Voldemort did not know how Nobby would reply here, too disgusted, too scared, too worried, too loving to give a proper answer.

His fingers curled around the gravestone. He looked, horribly sick to his stomach even though he hadn't eaten in days, looked and looked and looked into the letters swirling on his tended grave. ''I ruin everything I come into contact with. You are not above it. Is Heaven real? I know I will not go there, not with the things I am, nor the things I have done – but is it real? At least for you. I would want you not to suffer wherever you are. Or,'' his voice broke, ''or is there really nothingness? Is there no peace, but just an end to all of this? Did praying help you at all?''

No response came, of course. Voldemort had never thought that this was going to be a two way conversation, but he forced himself to come here and face Nobby Leach's grave. His dearest friend, his only friend.
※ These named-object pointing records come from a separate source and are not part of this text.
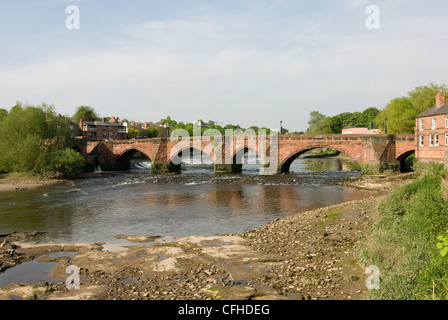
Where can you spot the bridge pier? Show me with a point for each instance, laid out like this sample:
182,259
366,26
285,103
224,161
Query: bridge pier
228,168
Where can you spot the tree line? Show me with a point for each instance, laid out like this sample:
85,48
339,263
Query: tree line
37,140
398,115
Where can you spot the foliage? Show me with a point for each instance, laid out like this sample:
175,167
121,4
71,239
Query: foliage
151,132
424,97
402,243
3,114
400,115
315,118
334,125
210,128
84,112
29,135
443,244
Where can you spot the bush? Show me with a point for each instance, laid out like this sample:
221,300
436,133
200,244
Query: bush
403,242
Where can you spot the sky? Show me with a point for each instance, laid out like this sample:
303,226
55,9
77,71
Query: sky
246,62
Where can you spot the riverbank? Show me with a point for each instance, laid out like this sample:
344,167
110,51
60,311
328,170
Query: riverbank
19,182
305,256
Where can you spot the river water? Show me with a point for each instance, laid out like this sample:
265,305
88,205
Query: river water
194,202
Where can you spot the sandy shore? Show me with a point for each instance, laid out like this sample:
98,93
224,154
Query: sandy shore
12,182
306,256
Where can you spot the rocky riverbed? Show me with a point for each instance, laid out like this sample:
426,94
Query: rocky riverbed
305,256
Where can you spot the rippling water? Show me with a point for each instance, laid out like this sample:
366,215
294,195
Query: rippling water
195,202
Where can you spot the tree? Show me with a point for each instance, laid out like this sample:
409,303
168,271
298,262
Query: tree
151,132
84,112
3,114
133,133
326,126
400,115
424,97
172,123
29,133
315,117
368,117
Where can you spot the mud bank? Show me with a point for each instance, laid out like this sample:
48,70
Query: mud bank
11,182
305,256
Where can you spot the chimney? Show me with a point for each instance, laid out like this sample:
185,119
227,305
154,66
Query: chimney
440,99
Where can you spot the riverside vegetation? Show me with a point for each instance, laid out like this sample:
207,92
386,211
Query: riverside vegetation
36,141
403,241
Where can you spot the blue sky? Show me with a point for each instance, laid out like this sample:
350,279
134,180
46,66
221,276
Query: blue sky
247,62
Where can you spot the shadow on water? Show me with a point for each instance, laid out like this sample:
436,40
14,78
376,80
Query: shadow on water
34,271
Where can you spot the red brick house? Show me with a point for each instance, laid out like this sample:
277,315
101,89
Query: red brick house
431,131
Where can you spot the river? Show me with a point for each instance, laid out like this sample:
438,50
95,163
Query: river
194,202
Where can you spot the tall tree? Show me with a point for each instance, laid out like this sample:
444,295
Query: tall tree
84,112
368,117
3,114
400,115
315,117
424,97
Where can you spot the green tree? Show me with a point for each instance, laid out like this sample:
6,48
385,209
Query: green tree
3,114
84,112
424,97
325,126
28,134
151,132
368,117
315,117
400,115
172,123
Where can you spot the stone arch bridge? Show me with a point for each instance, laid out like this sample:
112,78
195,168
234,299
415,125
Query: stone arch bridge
277,152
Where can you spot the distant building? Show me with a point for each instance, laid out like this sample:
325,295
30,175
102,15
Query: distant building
360,131
99,130
431,131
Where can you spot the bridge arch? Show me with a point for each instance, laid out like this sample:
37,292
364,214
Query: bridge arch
404,166
237,157
285,165
178,158
127,154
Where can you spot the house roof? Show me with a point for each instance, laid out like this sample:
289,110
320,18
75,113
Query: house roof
434,111
101,123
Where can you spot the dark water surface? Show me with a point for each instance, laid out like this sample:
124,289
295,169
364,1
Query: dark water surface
195,202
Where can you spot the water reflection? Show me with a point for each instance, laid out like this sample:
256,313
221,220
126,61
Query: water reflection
96,209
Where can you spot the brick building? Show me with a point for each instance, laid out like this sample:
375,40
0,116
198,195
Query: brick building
431,131
360,131
94,130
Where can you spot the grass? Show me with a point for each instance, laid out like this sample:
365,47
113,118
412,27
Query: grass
402,243
331,218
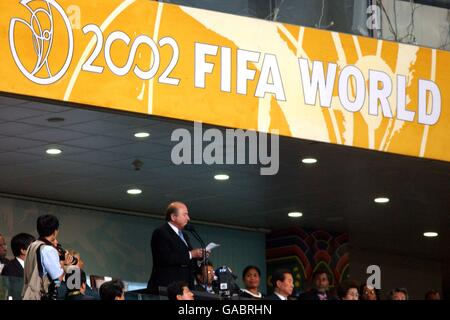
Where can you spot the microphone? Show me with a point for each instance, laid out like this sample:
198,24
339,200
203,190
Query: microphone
189,227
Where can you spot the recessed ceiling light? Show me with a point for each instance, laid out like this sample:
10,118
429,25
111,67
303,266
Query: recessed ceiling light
430,234
141,135
381,200
53,151
134,191
295,214
221,177
309,160
56,119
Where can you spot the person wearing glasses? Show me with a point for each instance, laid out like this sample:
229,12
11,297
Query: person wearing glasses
3,252
348,291
19,245
251,277
369,293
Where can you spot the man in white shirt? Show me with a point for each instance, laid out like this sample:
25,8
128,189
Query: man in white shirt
19,245
3,252
174,258
43,270
283,284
How lonesome an existence like his was, when even Walburga Black pitied him enough to keep trying to be his friend. She held worry for her sons in her eyes and nothing but loathing for everyone beneath her. What a contradictory tale it was to see her attempt to push aside her difference with Voldemort in order to keep an eye on him and his dwindling and diminishing mental health. He had yet to come to Malfoy Manor, electing instead to room inside Grimmauld Place with a dysfunctional family that somehow, against all manner of expectation, did not exceed the abusive nature of the Malfoy home.
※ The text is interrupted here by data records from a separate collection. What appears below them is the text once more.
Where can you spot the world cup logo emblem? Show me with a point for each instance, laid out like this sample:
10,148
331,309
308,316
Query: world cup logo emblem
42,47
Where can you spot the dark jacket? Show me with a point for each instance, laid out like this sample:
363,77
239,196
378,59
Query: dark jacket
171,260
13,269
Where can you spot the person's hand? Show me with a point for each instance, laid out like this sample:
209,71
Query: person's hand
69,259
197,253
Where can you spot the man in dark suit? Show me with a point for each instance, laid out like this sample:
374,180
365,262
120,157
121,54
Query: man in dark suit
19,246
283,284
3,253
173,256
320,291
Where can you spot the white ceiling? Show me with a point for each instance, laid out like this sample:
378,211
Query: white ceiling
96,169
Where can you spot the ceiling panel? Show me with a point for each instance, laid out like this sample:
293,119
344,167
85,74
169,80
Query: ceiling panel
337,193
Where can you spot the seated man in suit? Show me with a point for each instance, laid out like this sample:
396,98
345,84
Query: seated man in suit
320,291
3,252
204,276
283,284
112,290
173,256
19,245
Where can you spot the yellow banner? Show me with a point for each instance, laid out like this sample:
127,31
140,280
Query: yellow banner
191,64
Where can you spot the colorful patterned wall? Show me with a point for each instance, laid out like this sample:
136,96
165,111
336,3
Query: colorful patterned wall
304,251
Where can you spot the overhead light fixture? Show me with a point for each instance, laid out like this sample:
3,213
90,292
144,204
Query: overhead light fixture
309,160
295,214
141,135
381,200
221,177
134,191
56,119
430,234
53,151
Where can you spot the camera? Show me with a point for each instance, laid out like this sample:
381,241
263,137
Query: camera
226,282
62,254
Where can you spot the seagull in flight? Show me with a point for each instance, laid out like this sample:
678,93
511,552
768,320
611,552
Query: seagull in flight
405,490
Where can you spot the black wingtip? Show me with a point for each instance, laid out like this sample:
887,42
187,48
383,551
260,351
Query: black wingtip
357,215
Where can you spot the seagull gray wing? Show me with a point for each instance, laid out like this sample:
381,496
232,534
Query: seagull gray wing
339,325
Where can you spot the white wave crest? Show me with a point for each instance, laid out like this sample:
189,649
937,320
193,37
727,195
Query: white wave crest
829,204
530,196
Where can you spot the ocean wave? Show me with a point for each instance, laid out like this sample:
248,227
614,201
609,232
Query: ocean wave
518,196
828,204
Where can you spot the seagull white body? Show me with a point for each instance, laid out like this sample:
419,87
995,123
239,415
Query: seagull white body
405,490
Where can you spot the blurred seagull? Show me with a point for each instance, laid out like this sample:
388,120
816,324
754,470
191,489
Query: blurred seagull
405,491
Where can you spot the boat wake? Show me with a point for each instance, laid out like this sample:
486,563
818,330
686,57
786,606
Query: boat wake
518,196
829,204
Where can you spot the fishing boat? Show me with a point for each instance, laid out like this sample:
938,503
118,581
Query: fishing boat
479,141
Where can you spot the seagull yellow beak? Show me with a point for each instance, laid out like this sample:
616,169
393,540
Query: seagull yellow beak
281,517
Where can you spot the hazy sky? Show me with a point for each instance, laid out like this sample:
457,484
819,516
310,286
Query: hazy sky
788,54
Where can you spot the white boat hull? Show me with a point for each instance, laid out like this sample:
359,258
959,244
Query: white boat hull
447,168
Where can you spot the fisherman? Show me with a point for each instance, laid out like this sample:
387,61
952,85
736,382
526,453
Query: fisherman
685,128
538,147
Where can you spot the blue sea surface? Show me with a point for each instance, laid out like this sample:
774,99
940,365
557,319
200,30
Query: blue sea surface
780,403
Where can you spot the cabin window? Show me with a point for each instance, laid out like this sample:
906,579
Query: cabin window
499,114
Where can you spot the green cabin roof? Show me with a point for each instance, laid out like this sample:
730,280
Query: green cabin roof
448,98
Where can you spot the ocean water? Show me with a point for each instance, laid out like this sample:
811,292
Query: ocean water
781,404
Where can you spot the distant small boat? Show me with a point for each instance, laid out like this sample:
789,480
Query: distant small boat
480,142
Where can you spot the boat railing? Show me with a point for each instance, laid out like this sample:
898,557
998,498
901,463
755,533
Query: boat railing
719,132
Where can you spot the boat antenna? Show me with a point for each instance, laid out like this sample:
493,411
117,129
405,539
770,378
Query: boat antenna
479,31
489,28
Lucius was so soft spoken and worried about doing anything bad and unacceptable that he only nodded his head and never spoke. Sirius, on the other hand, was a hellion that demanded to know answers to every damned question he deigned to ask. Voldemort preferred answering such questions to thinking about his life and the things that plagued his nights each night. Walburga had told him to drink dreamless sleep because her youngest son was scared. Voldemort hadn't frightened children since he was sixteen years old. Mrs. Cole was an adult and loved to terrify children. Voldemort wondered if he could really throw up three times in one day. Walburga had seemed to sense his disgust at the potion for she told him that she could move Regulus to a different room instead. ''No,'' he'd said, ''I shall drink the Dreamless Sleep.'' The very last thing he ever wanted to become was Mrs. Cole, if even to a child as privileged and coddled as Regulus Black.

In the dead of night in a public graveyard where souls were said to speak to the most unfortunate, Lord Voldemort heard rustling of fabric, a hitch in breath, and assured footsteps. He turned and aimed his wand at the intruder, putting to a test all of his intuition and paranoia, said to have festered his mind into a weapon of unseemly power.

A part of him, this one that still clung onto the fact that perhaps not everyone was out to get him, told him that it was another mourner come to say hello to their loved one. That he did not need to shoot them dead like a rabbit in winter.

''Lumos.''

This part of him couldn't be more wrong.

Albus Dumbledore's wand aimed at him.